新歩道橋775回

2011年6月17日更新


 
 「なみだ船」「函館の女」「風雪ながれ旅」…と、北島三郎は極め付けの星野哲郎作品を歌った。6月9日、名古屋御園座で上演した「恋文・星野哲郎物語」の千秋楽。大物が日替わりゲストのトリを取ったのだから、主演の辰巳琢郎、かとうかず子をはじめ、スタッフ、キャストのみんながピリピリ、そわそわした。そこへ、
 「いやいやいや…」
 なんて、北島は、片手ひらひらさせながらの劇場入りである。
 芝居は星野と朱實夫人の夫婦愛物語。一足先に東京へ出た夫人と、山口県周防大島に残った売り出し前の星野がやりとりした、遠距離恋愛時代の手紙が縦糸になる。北島を筆頭に日替わりゲストが歌うのは、第一部の幕切れ、大島で開かれた〝えん歌蚤の市〟のステージという設定。
 北島は代表曲3つを歌いながら、星野との触れ合いを語った。それも作品が仕上がるまでのエピソードが山盛りで、さながら講演「名曲はこうして生まれた」ふう。思いがけない内輪話に客席は大喜びだし、その旺盛なサービス精神に、舞台そでに集まった役者たちは嘆声をもらす。
 「うむ…」
 と、仔細ありげな表情なのはモト冬樹、
 「かっこいいなあ」
 を連発するのは相棒のつまみ枝豆。
 「さすがですねえ」
 と顔を見合わせるのは榛名由梨、高汐巴ら元宝塚の大スターたち…。
 2日初日で8日間13回公演の日替わりゲストは、水前寺清子、大月みやこ、鳥羽一郎、長山洋子、島津亜矢、堀内孝雄、小林幸子に北島という順。相当に濃いめの世界とキャラの持ち主たちで、それを反映するように、日によって客席の色あいも変わった。星野についての思い出話も、それぞれの中味と語り口。水前寺、鳥羽、島津あたりは〝星野党〟だけにネタもレアだ。
 銘打ってこそいないがこれは、昨年11月15日に亡くなった星野の、事実上の追悼公演、彼の「妻への詫び状」を原作に、岡本さとるが脚本、菅原道則が演出した。この原作の劇化は過去2回、東京三越劇場と大阪松竹座で上演されているが、3本とも別物で、出演者も違った。制作協力に名を連ねるアーティストジャパンの岡本多鶴プロデューサーが、手をかえ品をかえでこだわり続ける結果だ。
 《それにしても、うまいことやるもんだ…》
 出演者の一人の僕はニヤニヤする。

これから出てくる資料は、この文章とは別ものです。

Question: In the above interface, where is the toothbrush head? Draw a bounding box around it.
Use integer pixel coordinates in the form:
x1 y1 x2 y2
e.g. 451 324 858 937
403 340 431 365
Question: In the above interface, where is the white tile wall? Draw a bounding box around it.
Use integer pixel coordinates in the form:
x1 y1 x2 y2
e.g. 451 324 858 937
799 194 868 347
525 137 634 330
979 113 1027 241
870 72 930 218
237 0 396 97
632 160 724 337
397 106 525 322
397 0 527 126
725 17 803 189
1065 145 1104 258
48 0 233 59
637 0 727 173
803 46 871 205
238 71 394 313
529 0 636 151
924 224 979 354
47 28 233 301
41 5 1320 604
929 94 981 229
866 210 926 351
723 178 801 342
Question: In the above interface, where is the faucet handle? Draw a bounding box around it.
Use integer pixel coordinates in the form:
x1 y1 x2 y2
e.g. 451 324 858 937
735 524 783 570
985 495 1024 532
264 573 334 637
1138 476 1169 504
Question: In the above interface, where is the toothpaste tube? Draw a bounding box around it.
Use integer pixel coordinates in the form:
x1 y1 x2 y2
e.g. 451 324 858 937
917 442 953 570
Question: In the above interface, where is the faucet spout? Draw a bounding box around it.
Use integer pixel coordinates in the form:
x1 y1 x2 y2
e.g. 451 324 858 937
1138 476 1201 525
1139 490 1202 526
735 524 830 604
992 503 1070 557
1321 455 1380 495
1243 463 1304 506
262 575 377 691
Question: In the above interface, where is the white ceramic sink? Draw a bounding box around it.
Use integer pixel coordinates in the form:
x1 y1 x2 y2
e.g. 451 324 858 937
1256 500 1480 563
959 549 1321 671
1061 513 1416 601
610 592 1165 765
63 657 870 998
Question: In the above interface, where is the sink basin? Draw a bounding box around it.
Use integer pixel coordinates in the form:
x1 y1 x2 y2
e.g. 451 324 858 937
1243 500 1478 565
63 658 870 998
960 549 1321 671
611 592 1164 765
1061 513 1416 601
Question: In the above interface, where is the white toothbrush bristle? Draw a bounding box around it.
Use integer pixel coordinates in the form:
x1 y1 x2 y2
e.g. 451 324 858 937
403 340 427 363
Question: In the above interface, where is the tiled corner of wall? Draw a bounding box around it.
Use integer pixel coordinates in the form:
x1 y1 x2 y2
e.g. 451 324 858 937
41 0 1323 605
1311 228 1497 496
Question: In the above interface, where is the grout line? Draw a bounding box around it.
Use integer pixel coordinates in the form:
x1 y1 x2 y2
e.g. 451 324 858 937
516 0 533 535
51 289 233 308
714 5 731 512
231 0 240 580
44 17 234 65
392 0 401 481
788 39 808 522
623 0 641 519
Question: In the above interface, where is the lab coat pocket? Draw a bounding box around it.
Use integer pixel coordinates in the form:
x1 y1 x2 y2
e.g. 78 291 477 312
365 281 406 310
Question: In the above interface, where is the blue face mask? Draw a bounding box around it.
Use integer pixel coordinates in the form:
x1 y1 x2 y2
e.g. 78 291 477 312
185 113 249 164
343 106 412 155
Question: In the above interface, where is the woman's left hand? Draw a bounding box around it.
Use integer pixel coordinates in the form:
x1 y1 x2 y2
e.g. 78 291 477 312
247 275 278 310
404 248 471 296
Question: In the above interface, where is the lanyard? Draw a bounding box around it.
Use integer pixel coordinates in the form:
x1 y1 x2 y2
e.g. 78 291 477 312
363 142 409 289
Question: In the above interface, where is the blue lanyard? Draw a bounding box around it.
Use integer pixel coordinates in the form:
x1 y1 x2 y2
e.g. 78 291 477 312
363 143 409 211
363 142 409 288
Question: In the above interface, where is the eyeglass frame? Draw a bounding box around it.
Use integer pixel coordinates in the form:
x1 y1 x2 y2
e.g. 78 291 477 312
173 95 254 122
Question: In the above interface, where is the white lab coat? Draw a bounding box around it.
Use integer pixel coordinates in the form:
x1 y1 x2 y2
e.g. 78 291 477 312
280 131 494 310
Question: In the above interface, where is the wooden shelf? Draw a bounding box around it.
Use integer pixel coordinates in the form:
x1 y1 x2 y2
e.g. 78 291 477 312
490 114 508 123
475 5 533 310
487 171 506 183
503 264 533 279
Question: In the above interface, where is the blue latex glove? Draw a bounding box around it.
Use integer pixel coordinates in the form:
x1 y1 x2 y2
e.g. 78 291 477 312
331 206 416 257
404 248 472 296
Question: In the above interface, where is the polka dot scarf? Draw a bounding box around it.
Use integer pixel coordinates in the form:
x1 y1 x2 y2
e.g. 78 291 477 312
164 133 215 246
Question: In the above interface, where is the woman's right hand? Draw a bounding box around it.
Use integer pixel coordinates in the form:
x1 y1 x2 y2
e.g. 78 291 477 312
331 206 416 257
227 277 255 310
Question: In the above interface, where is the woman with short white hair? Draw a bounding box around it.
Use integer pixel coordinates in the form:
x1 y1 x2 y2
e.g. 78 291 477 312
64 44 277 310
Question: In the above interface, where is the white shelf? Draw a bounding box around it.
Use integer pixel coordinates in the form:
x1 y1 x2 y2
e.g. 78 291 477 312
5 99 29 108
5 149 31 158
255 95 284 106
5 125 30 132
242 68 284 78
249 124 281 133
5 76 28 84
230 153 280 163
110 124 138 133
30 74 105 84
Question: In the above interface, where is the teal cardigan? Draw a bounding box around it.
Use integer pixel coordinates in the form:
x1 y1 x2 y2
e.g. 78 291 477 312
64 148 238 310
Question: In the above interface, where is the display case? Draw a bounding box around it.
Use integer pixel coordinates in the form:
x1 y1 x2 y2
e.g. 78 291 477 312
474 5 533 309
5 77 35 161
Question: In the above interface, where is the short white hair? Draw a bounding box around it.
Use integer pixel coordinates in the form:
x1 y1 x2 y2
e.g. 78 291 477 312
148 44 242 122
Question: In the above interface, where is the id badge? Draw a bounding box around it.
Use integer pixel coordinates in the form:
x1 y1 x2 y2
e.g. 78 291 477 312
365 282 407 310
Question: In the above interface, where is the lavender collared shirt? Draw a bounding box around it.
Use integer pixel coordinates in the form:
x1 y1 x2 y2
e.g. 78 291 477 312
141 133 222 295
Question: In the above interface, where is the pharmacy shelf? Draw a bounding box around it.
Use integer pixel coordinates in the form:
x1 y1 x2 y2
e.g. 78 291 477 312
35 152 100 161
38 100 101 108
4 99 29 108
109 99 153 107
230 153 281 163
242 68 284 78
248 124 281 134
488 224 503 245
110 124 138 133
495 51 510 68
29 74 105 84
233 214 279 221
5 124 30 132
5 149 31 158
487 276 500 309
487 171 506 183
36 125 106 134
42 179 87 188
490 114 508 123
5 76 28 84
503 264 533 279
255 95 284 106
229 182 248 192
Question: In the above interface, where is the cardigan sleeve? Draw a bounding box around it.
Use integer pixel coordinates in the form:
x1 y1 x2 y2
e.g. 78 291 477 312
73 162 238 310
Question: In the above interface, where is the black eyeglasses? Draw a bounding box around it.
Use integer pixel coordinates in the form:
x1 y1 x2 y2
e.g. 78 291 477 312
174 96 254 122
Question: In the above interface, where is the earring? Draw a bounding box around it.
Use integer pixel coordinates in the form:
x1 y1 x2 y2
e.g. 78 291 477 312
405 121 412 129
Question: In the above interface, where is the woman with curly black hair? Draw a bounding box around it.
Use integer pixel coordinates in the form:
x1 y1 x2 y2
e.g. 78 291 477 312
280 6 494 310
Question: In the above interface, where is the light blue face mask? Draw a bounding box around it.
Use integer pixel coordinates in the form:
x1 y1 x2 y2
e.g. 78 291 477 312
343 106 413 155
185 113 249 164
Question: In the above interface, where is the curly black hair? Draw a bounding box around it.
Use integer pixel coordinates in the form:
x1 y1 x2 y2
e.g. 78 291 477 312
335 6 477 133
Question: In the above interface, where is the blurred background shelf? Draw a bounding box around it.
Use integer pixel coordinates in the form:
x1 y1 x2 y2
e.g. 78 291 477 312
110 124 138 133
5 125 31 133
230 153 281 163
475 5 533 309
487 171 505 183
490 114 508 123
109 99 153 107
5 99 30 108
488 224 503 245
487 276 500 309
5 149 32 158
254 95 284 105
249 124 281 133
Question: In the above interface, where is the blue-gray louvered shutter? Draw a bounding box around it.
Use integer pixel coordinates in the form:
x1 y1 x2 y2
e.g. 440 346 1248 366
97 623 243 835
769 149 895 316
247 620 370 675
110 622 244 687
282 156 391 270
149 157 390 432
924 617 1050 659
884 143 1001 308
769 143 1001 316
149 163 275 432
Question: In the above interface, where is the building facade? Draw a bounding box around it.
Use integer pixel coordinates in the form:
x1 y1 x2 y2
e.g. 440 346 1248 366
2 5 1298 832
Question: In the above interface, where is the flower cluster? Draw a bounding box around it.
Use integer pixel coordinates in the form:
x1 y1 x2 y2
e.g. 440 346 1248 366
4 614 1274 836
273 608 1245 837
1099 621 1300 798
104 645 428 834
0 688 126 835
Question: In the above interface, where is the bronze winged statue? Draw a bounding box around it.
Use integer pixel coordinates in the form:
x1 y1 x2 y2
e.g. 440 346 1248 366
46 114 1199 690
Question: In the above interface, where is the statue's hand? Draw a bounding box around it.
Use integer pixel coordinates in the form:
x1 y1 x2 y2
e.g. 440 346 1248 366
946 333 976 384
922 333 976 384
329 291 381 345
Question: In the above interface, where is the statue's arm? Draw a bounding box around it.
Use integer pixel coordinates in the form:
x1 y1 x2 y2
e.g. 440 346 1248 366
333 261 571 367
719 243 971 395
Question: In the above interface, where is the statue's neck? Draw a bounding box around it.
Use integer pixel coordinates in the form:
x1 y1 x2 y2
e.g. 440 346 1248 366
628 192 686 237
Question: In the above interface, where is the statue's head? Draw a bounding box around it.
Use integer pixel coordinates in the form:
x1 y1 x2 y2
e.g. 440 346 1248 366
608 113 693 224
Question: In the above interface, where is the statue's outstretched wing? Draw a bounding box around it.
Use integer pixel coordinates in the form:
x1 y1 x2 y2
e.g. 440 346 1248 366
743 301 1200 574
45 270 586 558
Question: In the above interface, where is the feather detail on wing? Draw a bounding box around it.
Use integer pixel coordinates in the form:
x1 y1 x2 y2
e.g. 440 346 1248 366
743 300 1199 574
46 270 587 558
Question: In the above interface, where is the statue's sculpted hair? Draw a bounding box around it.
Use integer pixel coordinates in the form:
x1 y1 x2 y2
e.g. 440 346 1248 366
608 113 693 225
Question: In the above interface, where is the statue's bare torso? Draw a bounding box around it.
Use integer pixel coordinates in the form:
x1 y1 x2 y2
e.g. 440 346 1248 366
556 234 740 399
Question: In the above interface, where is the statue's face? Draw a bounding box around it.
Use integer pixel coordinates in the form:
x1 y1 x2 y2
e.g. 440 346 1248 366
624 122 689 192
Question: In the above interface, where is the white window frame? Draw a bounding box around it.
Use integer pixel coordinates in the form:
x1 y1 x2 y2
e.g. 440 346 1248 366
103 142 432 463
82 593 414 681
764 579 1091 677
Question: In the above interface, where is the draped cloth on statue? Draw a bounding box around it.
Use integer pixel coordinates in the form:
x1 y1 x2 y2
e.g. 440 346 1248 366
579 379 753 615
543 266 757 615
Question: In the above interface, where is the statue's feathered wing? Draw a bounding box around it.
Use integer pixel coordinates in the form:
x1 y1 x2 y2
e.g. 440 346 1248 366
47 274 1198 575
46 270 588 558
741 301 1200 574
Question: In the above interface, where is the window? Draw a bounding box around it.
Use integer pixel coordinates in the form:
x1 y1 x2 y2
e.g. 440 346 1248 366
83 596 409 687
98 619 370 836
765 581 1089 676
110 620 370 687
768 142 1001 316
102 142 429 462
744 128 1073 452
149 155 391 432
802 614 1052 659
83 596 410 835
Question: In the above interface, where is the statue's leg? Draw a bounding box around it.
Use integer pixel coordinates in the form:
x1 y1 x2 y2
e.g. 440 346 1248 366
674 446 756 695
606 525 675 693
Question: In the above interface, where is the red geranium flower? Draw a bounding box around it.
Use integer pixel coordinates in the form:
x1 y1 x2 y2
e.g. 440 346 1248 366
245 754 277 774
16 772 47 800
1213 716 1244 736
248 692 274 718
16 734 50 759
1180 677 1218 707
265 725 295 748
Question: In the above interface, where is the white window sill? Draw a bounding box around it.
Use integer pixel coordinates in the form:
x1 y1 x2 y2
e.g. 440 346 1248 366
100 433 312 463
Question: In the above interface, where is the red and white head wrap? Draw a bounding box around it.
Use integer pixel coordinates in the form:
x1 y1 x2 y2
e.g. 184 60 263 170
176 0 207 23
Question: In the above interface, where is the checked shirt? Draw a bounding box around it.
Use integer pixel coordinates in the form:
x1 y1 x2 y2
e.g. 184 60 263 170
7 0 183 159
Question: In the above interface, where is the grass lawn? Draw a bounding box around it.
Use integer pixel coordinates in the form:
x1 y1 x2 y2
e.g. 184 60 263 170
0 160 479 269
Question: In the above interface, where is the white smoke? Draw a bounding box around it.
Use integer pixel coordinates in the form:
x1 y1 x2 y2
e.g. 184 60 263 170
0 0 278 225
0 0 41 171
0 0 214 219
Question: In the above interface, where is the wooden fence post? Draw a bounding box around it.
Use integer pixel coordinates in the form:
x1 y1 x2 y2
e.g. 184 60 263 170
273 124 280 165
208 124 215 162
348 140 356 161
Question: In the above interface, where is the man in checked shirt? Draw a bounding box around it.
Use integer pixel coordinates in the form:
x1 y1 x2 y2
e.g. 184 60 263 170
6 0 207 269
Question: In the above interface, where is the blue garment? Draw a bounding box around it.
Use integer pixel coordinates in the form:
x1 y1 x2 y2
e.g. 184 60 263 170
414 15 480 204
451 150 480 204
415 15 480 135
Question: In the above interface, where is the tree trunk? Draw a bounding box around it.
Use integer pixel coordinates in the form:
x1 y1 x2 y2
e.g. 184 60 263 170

スター歌手日替わりの集客策に加えて、商業演劇の固定観念を打ち破った演出もその一手。御園座は重厚な舞台装置を作ることで定評がある。「今度もきっと…」と考えた常連観客は、いい意味で期待を裏切られた。舞台を終始飾ったのは巨大な海と空と船の絵。その前で大型パネルが2枚、左右から出入りして、芝居の景を変えた。
 第1幕だけでも14もの場面が展開するスピード感。客は自然にその流れに乗せられるのだが、転換にスタッフは大わらわ、役者は衣装の着替えに走り回る。星野の師匠格のプロデューサー(モデルは馬渕玄三さんや斉藤昇さん)役の僕だって、洋服を5着も着替えて9つもの場面に登場したくらいだ。そんなユニークな新機軸に参加した俳優は19人である。ふつうはこの倍から3倍もの人数でやるのが大劇場公演だが、ほとんどの観客は、今公演がそんな少人数であることに気づかない。
 「それにしても頭領、いつものまんま舞台に出て来て、別に何もしてないじゃない!」
 友人たちは口々に僕の仕事をそう批評!?した。音楽プロデューサー役だから口調も態度物腰も確かに地に近く、別ものになり切る工夫も苦心もない。
 「しかしだよ、舞台の上でいつも通りってのが、これで一番難しいんだぞ!」
 抗弁する僕の口調がまた、舞台と同じものになったりするから大笑いだ。
 厳しくも心優しいスタッフと共演者に恵まれ、かわりばんこに来る歌手たちと談笑して、僕の6月上旬は何とも気分のいい日々になった。